Deutschlands Kultur – oder Unternehmenskultur – wird vermutlich eine Coaching-Kultur werden, wie es in den USA längst der Fall ist. Das Potenzial dafür findet sich unter anderem in der deutschen Kultur und Wissenschaft. Um ein Beispiel zu geben: Immanuel Kant definierte Menschen als „Zweck an sich“, einmalige Wesen mit einer je einmaligen Zielsetzung – und das Leben entsprechend als den Weg, diese Zielsetzung zu erkennen, die Lebenszeit zu nutzen, um diesen Zweck zu erfüllen. Schärfer noch: Dieses Ziel ist der Mensch selbst! Natürlich besteht jeder Mensch auch noch aus Fleisch und Blut. Aber er hat seine Sinne und seinen Verstand, um sich nach den besten Möglichkeiten auszuloten.

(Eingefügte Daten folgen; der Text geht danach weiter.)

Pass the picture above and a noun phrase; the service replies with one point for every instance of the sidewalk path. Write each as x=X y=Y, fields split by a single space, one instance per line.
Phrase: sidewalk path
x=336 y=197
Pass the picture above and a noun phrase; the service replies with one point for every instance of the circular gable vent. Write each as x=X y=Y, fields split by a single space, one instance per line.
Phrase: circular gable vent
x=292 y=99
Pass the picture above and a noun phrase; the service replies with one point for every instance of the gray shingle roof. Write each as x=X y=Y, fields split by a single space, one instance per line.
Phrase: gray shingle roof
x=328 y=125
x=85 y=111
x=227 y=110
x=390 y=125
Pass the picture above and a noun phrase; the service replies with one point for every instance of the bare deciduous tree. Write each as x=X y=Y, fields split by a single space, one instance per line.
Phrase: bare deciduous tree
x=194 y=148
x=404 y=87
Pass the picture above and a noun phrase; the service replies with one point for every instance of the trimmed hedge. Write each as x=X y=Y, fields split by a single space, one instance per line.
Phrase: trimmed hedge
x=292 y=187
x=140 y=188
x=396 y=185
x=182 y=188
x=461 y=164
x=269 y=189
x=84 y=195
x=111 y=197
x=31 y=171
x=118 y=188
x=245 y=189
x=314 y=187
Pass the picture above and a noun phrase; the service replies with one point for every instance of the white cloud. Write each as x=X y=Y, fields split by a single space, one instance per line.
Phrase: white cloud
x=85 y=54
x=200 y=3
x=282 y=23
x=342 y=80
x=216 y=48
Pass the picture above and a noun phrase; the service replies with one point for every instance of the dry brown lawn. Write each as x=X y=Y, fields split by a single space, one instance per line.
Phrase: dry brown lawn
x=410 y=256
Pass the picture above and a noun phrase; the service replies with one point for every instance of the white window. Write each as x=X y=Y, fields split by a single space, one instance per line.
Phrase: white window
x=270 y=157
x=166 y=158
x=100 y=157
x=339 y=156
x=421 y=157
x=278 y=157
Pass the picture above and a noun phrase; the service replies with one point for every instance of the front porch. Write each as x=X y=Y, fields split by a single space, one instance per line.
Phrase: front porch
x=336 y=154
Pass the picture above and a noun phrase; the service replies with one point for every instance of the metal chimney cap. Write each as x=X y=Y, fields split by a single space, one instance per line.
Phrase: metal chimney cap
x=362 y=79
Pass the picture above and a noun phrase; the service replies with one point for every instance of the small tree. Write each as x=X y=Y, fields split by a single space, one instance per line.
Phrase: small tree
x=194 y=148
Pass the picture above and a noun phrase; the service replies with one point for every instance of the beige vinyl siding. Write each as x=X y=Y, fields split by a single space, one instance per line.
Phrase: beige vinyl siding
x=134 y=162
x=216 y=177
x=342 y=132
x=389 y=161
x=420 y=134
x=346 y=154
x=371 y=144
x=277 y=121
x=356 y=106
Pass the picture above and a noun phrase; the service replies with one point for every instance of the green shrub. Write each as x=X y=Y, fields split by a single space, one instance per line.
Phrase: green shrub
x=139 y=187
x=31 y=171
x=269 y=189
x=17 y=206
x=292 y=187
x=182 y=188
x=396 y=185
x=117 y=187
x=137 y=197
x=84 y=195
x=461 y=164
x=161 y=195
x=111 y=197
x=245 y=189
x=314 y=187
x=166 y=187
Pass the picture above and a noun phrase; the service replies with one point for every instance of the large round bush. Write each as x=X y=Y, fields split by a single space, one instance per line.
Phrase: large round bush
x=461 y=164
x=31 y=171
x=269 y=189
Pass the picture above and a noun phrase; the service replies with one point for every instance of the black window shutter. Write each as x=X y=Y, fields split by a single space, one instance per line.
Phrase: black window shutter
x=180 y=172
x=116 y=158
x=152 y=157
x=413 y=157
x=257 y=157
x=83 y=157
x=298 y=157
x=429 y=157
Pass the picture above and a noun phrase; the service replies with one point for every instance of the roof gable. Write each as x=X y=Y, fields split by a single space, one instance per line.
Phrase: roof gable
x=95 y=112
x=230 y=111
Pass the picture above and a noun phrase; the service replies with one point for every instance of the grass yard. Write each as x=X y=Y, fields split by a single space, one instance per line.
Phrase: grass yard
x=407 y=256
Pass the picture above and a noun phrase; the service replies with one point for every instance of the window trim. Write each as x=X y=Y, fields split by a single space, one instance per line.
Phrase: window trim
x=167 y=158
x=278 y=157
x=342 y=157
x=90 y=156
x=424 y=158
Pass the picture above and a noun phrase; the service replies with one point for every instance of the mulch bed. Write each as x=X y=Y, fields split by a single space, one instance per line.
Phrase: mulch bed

Dieser Gedanke unterstellt für jeden Menschen auf der Welt einen Sinn, eine individuelle Bestimmung und nebenher seine Einzigartigkeit. Darüber kann man sicherlich diskutieren. Aber überlegen Sie, ob es nicht etwas gibt, das Sie besser beherrschen, als jeder andere (außer Autofahren). Überlegen Sie, was es gibt, was Sie wirklich interessiert, was Sie mit Teilnahme und Hingabe verfolgen könnten. Stellen Sie sich vor, Sie könnten in Ihrem Bereich das Beste aus anderen Leuten herausholen, was diese zu bieten haben: Ihr Ziel. Stellen Sie sich vor, Sie packen andere Menschen an ihrer eigenen Neugier, holen das aus ihnen heraus, was sie am besten beherrschen, und fördern ihr Talent, indem Sie sie ständig zurück ins Feuer werfen, auch wenn sie Sie hassen und lernen, sich selbst zu lieben, wenn sie über sich hinauswachsen, wenn sie plötzlich mehr auf die Beine stellen, als sie sich selbst jemals zugetraut hätten, wenn sie Talent, Profi, Meister werden... dann sind Sie ein Coach! „Jeder Mensch trägt seine Talente mit sich herum, aber oft fehlt der Mut, sie umzusetzen. Angst, sich zu blamieren, vielleicht auch Existenzängste. Aber es gibt diese Momente, in denen sich eine Chance bietet, und dann genau muss man Mut fassen, es auch zu tun. Man kann nicht warten, dass einem jemand diese Träume erfüllt, dass die Regierung sich schöne Dinge ausdenkt, damit man gut leben kann.“, erläutert der erfolgreiche Schauspieler und Filmemacher Deutschlands Michael „Bully“ Herbig seine Vorstellungen von einem gelingenden Leben (DIE ZEIT 15. Juli 2004, S. 54).